Jealous.

Setelah beberapa kali aku menghubungi Hilmy melalui WhatsApp namun tak kunjung dibalas dan dibaca, aku menyadarinya bahwa nomorku sudah diblokir. Dia cemburu. Aku yakin dengan itu. Namun yang menjadi pertanyaanku, apakah dia juga mencintaiku sama halnya denganku?

Tak butuh waktu lama, aku keluar dari kamar hotelku lalu menuju kamar hotel Hilmy yang jaraknya tak jauh dari kamarku, hanya berjarak dua kamar.

Aku mengetuk pintu kamarnya tiga kali namun tak dapat jawaban dari dalam. Aku mengetuk pintu kamar lagi, tak dapat jawaban. Aku tak ingin menyerah begitu saja.

“My, please gue bisa jelasin.” ucapku dengan suara tak terlalu kencang juga tak terlalu pelan namun cukup didengar oleh empu yang berada di dalam.

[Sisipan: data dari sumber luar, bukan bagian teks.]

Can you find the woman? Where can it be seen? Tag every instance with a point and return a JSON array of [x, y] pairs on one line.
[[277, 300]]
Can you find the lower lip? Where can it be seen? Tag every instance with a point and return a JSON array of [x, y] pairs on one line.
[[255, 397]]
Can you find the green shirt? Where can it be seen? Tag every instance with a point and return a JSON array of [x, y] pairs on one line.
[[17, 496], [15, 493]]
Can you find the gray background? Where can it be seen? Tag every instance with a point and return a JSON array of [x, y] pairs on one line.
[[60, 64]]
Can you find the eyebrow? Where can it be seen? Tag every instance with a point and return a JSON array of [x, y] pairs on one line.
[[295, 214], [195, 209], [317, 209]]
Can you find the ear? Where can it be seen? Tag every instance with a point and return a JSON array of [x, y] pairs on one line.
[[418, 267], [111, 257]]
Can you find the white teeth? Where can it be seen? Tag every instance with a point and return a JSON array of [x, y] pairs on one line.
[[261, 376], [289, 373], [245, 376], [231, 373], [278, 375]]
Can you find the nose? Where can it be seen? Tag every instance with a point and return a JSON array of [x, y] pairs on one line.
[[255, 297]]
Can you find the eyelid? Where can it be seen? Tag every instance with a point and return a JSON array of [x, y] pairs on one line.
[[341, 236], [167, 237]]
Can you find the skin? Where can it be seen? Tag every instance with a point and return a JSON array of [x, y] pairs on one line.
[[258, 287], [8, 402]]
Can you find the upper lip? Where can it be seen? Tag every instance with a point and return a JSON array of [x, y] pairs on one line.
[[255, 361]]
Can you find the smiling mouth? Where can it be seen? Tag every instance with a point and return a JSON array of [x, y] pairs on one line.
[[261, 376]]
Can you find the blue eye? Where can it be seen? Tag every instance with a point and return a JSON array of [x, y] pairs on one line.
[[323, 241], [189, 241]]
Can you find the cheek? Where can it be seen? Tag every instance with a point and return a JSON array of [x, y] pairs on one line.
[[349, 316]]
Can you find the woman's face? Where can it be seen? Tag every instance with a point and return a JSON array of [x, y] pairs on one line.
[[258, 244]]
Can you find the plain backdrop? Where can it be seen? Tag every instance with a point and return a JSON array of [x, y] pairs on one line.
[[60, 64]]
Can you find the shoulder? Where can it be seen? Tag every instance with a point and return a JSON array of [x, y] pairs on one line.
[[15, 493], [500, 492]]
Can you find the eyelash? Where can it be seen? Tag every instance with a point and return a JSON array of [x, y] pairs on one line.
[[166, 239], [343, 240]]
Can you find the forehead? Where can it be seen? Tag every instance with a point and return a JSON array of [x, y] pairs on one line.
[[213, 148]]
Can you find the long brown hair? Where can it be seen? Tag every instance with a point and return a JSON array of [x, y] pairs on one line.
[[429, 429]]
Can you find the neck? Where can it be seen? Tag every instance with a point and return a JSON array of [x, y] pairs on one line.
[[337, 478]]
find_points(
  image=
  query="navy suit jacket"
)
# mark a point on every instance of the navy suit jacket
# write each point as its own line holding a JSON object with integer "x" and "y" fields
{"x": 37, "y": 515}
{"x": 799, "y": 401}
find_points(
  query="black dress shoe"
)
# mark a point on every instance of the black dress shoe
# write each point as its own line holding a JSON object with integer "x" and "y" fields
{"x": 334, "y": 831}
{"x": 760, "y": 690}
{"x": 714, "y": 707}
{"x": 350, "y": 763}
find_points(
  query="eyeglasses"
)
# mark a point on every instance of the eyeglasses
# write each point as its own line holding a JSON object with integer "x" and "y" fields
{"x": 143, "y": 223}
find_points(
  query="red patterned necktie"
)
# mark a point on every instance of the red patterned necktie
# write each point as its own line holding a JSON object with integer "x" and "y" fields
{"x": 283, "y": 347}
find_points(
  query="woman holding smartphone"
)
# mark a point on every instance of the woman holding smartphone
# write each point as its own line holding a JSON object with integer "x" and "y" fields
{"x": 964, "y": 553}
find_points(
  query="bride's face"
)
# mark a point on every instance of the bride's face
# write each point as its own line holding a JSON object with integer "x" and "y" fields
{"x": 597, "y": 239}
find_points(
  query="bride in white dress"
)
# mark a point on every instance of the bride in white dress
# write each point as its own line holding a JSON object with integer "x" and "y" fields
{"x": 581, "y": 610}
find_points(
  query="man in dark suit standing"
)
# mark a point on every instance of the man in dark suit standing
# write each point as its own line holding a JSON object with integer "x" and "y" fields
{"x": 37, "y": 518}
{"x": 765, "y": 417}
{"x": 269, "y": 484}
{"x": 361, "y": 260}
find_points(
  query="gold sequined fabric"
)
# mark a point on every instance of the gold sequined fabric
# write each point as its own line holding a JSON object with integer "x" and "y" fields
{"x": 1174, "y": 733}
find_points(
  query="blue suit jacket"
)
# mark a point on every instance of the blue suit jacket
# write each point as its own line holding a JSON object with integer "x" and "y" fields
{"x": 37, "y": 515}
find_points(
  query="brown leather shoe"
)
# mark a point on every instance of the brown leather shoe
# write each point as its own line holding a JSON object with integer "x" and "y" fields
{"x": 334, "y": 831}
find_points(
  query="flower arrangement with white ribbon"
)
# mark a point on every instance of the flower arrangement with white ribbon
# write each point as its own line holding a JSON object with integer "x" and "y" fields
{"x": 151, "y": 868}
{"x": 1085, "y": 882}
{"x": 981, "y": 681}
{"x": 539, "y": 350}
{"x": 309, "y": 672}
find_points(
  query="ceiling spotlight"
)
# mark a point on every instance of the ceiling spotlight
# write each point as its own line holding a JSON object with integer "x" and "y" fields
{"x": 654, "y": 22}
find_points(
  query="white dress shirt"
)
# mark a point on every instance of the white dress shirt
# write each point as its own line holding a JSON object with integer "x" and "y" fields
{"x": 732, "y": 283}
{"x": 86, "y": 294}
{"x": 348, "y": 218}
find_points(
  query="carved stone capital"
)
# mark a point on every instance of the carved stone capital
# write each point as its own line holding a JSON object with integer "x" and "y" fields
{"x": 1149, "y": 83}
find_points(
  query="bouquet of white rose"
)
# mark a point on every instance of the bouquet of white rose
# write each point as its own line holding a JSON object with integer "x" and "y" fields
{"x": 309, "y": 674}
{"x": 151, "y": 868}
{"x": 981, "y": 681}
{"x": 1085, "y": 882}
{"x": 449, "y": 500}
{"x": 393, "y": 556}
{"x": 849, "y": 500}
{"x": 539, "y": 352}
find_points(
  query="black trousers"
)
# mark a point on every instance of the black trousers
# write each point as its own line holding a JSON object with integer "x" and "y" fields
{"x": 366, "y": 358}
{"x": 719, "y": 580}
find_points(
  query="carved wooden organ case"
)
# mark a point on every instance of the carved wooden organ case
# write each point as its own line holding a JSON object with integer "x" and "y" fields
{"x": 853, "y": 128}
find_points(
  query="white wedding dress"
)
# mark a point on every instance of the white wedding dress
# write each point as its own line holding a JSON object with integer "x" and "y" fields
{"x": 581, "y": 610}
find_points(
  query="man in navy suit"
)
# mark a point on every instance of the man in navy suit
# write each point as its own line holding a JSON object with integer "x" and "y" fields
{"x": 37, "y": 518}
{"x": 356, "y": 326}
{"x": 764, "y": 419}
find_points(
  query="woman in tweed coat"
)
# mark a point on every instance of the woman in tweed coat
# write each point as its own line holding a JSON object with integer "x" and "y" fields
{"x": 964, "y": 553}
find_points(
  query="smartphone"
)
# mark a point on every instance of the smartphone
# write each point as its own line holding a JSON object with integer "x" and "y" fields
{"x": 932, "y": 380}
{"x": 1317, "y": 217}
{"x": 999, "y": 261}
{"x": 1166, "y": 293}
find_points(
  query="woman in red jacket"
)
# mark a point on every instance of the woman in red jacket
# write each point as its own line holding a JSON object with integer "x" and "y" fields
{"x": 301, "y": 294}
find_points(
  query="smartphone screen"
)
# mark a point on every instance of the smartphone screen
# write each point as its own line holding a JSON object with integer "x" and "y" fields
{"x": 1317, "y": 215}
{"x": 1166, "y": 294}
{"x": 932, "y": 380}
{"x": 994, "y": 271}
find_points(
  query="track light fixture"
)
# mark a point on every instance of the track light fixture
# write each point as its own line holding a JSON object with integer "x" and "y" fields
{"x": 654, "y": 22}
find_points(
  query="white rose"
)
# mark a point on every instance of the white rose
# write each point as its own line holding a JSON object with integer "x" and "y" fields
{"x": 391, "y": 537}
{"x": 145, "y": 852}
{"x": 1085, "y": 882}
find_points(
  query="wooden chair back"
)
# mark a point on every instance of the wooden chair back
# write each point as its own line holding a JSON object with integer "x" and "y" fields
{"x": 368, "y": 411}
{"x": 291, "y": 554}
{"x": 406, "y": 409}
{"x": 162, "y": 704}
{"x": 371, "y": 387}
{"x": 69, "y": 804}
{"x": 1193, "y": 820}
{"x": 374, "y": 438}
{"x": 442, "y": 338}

Sebenarnya aku tak perlu seperti ini, aku tak perlu menjelaskan. Kami tak mempunyai hubungan apapun— selain rekan kerja. Namun satu hal yang mungkin Hilmy tak tau, aku mencintainya. Sudah jelas. Aku menunjukannya melalui perlakuanku selama ini kepadanya. Aku mencintainya sebelum kami terlibat hubungan tak jelas seperti ini. Aku mencintainya jauh sebelum dia mengenalku.

Pintu terbuka. Aku melihat dengan jelas wajah yang sangat aku dambakan, yang selalu membuat aku berdoa agar aku bisa melihat wajahnya setiap hari. Aku tersenyum menatapnya— namun dia hanya menatapku tak peduli lalu meninggalkanku masuk begitu saja.

“Itu Kakak gue.” ucapku saat memasuki kamar hotel Hilmy yang terlihat sedikit berantakan.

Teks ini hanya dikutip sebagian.